As a possible starting point, the Fisher-Yates shuffle goes like this.

def swap(xs, a, b):
    xs[a], xs[b] = xs[b], xs[a]

def permute(xs):
    for a in xrange(len(xs)):
        b = random.choice(xrange(a, len(xs)))
        swap(xs, a, b)

Perhaps this will do the trick?

def derange(xs):
    for a in xrange(len(xs) - 1):
        b = random.choice(xrange(a + 1, len(xs) - 1))
        swap(xs, a, b)
    swap(len(xs) - 1, random.choice(xrange(n - 1))

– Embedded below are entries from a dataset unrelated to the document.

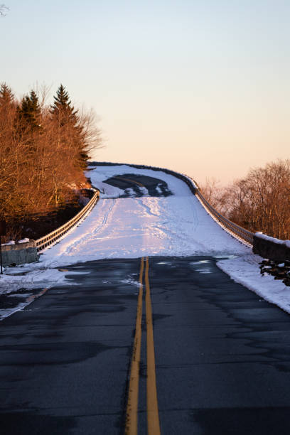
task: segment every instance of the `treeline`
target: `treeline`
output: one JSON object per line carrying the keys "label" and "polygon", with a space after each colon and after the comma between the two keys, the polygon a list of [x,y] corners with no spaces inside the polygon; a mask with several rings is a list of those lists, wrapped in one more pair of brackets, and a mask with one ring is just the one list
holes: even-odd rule
{"label": "treeline", "polygon": [[63,85],[52,105],[45,90],[21,100],[0,87],[0,218],[9,236],[21,237],[20,222],[39,220],[76,199],[92,149],[100,146],[93,115],[74,108]]}
{"label": "treeline", "polygon": [[252,232],[290,239],[290,160],[279,160],[227,187],[208,180],[202,193],[220,213]]}

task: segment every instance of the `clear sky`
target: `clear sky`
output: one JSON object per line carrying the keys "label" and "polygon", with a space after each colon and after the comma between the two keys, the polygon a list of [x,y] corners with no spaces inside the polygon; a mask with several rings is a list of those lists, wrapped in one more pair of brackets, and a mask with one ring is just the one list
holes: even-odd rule
{"label": "clear sky", "polygon": [[290,157],[289,0],[3,3],[0,81],[93,107],[97,160],[226,183]]}

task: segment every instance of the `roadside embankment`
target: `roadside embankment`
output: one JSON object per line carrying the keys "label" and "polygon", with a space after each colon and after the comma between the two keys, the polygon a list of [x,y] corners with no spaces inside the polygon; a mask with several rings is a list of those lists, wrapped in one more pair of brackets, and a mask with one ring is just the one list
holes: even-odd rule
{"label": "roadside embankment", "polygon": [[3,245],[3,266],[18,265],[23,263],[33,263],[38,259],[36,245],[34,240],[26,243],[15,245]]}

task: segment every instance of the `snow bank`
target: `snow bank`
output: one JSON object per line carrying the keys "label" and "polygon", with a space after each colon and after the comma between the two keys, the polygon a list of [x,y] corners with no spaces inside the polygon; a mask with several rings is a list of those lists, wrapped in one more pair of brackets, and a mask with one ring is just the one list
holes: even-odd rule
{"label": "snow bank", "polygon": [[262,260],[259,255],[249,254],[235,259],[221,260],[217,264],[236,282],[290,313],[290,287],[285,286],[280,280],[274,280],[271,275],[262,276],[259,267]]}
{"label": "snow bank", "polygon": [[[104,183],[112,176],[130,173],[163,180],[174,195],[150,197],[145,189],[145,196],[121,198],[122,189]],[[272,276],[260,275],[260,257],[224,231],[183,181],[162,171],[127,165],[93,166],[87,176],[101,190],[97,205],[78,227],[45,250],[38,263],[27,265],[30,272],[25,276],[0,278],[2,292],[17,286],[29,289],[60,285],[65,282],[64,274],[53,268],[90,260],[235,255],[235,259],[219,261],[218,267],[237,282],[290,312],[289,289]]]}

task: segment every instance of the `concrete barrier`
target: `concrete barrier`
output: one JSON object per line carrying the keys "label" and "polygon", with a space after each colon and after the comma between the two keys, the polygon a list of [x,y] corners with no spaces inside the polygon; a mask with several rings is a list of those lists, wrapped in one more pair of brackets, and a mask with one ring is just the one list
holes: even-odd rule
{"label": "concrete barrier", "polygon": [[274,261],[290,260],[290,240],[280,240],[262,232],[254,235],[253,252]]}
{"label": "concrete barrier", "polygon": [[33,263],[38,259],[34,240],[15,245],[2,245],[3,266]]}

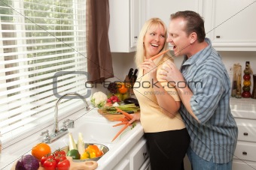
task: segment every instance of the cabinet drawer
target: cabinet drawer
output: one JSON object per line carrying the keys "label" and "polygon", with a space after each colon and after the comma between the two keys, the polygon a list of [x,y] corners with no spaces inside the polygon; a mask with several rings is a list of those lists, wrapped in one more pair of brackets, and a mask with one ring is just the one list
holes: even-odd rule
{"label": "cabinet drawer", "polygon": [[256,142],[256,121],[236,120],[238,127],[238,140]]}
{"label": "cabinet drawer", "polygon": [[131,169],[139,169],[148,157],[146,140],[142,139],[134,146],[130,155]]}
{"label": "cabinet drawer", "polygon": [[242,163],[239,160],[233,160],[232,170],[254,170],[256,169],[256,163],[245,162]]}
{"label": "cabinet drawer", "polygon": [[234,159],[256,161],[256,144],[245,142],[238,142],[235,151]]}
{"label": "cabinet drawer", "polygon": [[117,166],[115,166],[113,170],[130,170],[130,160],[124,160],[119,163]]}

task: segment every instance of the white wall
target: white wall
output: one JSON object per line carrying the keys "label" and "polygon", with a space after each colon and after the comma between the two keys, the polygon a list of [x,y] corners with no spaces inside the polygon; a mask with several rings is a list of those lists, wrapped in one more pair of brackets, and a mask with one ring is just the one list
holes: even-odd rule
{"label": "white wall", "polygon": [[[242,65],[242,70],[243,70],[245,69],[245,61],[250,61],[253,73],[254,74],[256,74],[256,52],[219,52],[219,53],[222,56],[222,61],[226,66],[230,80],[232,80],[233,78],[233,70],[230,70],[230,67],[232,67],[234,64],[237,63],[239,63]],[[136,68],[134,62],[134,55],[135,52],[112,53],[114,77],[108,79],[108,81],[114,82],[117,80],[124,80],[130,68]],[[182,60],[182,57],[175,58],[175,63],[178,67],[181,66]],[[251,80],[251,89],[252,88],[252,84],[253,82]],[[97,88],[93,89],[92,92],[93,93],[97,91],[107,92],[107,89],[103,88],[101,85],[97,85]]]}
{"label": "white wall", "polygon": [[[230,67],[234,64],[239,63],[243,70],[245,61],[250,61],[253,73],[256,74],[256,52],[219,52],[219,53],[222,56],[222,61],[230,76],[233,74],[233,70],[230,70]],[[114,73],[116,77],[123,79],[130,67],[136,68],[134,55],[135,52],[112,53]],[[181,66],[182,60],[182,57],[175,58],[175,63],[177,67]]]}

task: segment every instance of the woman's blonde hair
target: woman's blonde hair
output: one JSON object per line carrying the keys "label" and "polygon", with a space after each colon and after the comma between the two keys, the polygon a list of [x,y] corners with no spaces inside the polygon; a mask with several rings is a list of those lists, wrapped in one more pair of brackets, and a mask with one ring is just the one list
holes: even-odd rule
{"label": "woman's blonde hair", "polygon": [[[167,38],[167,28],[166,25],[164,24],[164,22],[159,18],[151,18],[150,19],[148,19],[148,21],[146,21],[146,22],[144,24],[144,25],[142,26],[142,28],[141,29],[141,31],[139,33],[139,36],[137,40],[137,51],[135,55],[135,61],[136,64],[137,65],[137,67],[139,67],[145,59],[145,49],[144,49],[144,37],[145,35],[146,34],[148,30],[151,28],[152,26],[154,27],[157,27],[159,25],[162,25],[164,28],[164,31],[165,31],[165,37],[166,37],[166,40]],[[161,49],[160,52],[164,51],[166,49],[168,49],[168,43],[165,40],[164,45],[163,49]],[[165,55],[163,55],[164,57],[166,57],[169,59],[172,60],[172,58],[171,57],[171,55],[169,54],[169,52],[166,53]],[[161,58],[159,58],[158,61],[162,61],[162,59],[163,58],[163,56],[160,57]]]}

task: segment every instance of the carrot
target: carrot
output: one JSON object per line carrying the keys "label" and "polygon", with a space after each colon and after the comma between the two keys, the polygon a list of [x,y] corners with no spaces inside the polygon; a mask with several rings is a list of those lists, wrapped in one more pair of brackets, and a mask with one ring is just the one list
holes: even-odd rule
{"label": "carrot", "polygon": [[117,111],[118,112],[122,113],[129,121],[132,120],[133,118],[133,116],[132,116],[131,115],[130,115],[129,113],[123,112],[123,110],[120,109],[117,107],[115,107],[115,109],[117,109]]}
{"label": "carrot", "polygon": [[126,117],[123,118],[114,118],[113,119],[114,121],[130,121],[128,120]]}
{"label": "carrot", "polygon": [[122,129],[120,129],[120,130],[115,135],[115,136],[114,137],[114,139],[112,139],[111,142],[113,141],[114,141],[114,139],[116,139],[117,138],[117,136],[121,134],[121,133],[125,130],[126,129],[127,127],[129,127],[130,125],[130,124],[129,124],[129,122],[122,127]]}
{"label": "carrot", "polygon": [[165,50],[165,51],[163,51],[163,52],[161,52],[157,54],[156,55],[151,57],[150,59],[151,59],[151,60],[154,60],[154,59],[156,59],[157,58],[158,58],[158,57],[161,56],[162,55],[163,55],[164,53],[166,53],[166,52],[169,52],[169,50],[171,50],[171,49],[166,49],[166,50]]}
{"label": "carrot", "polygon": [[113,125],[113,127],[117,127],[117,126],[120,126],[120,125],[123,125],[123,124],[128,124],[128,121],[122,121],[122,122],[120,122],[120,123],[119,123],[119,124],[114,124],[114,125]]}

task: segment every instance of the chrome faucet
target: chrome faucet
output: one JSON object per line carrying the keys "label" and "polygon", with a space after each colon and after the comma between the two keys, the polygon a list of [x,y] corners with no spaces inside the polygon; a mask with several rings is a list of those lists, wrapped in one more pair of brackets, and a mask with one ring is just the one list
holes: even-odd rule
{"label": "chrome faucet", "polygon": [[[42,132],[41,136],[44,135],[44,138],[43,142],[46,143],[51,143],[52,142],[56,140],[57,139],[63,136],[64,135],[68,133],[68,127],[74,127],[74,121],[68,119],[63,122],[63,127],[59,130],[59,120],[58,120],[58,106],[62,99],[63,99],[66,96],[78,96],[81,100],[83,100],[84,103],[85,103],[85,109],[87,111],[90,110],[89,105],[86,100],[78,93],[67,93],[59,97],[55,104],[55,115],[54,115],[54,124],[53,124],[53,133],[49,135],[48,130],[45,132]],[[68,126],[66,126],[66,123],[68,122]]]}
{"label": "chrome faucet", "polygon": [[59,125],[58,125],[58,106],[59,106],[59,103],[60,102],[60,100],[64,98],[66,96],[78,96],[81,100],[83,100],[84,103],[86,105],[86,110],[88,111],[89,109],[89,105],[87,102],[87,100],[85,100],[85,99],[79,94],[78,93],[67,93],[66,94],[64,94],[63,96],[60,97],[59,99],[56,101],[56,105],[55,105],[55,115],[54,115],[54,128],[53,128],[53,133],[58,133],[59,132]]}

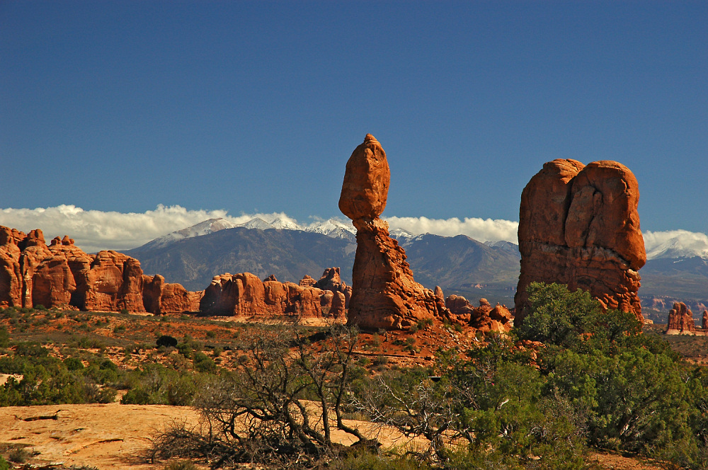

Here's the version described by Vatine:

def derange(xs):
    for a in xrange(1, len(xs)):
        b = random.choice(xrange(0, a))
        swap(xs, a, b)
    return xs

A quick statistical test:

from collections import Counter

def test(n):
    derangements = (tuple(derange(range(n))) for _ in xrange(10000))
    for k,v in Counter(derangements).iteritems():
        print('{}   {}').format(k, v)

test(4):

(1, 3, 0, 2)   1665
(2, 0, 3, 1)   1702
(3, 2, 0, 1)   1636
(1, 2, 3, 0)   1632
(3, 0, 1, 2)   1694
(2, 3, 1, 0)   1671

This does appear uniform over its range, and it has the nice property that each element has an equal chance to appear in each allowed slot.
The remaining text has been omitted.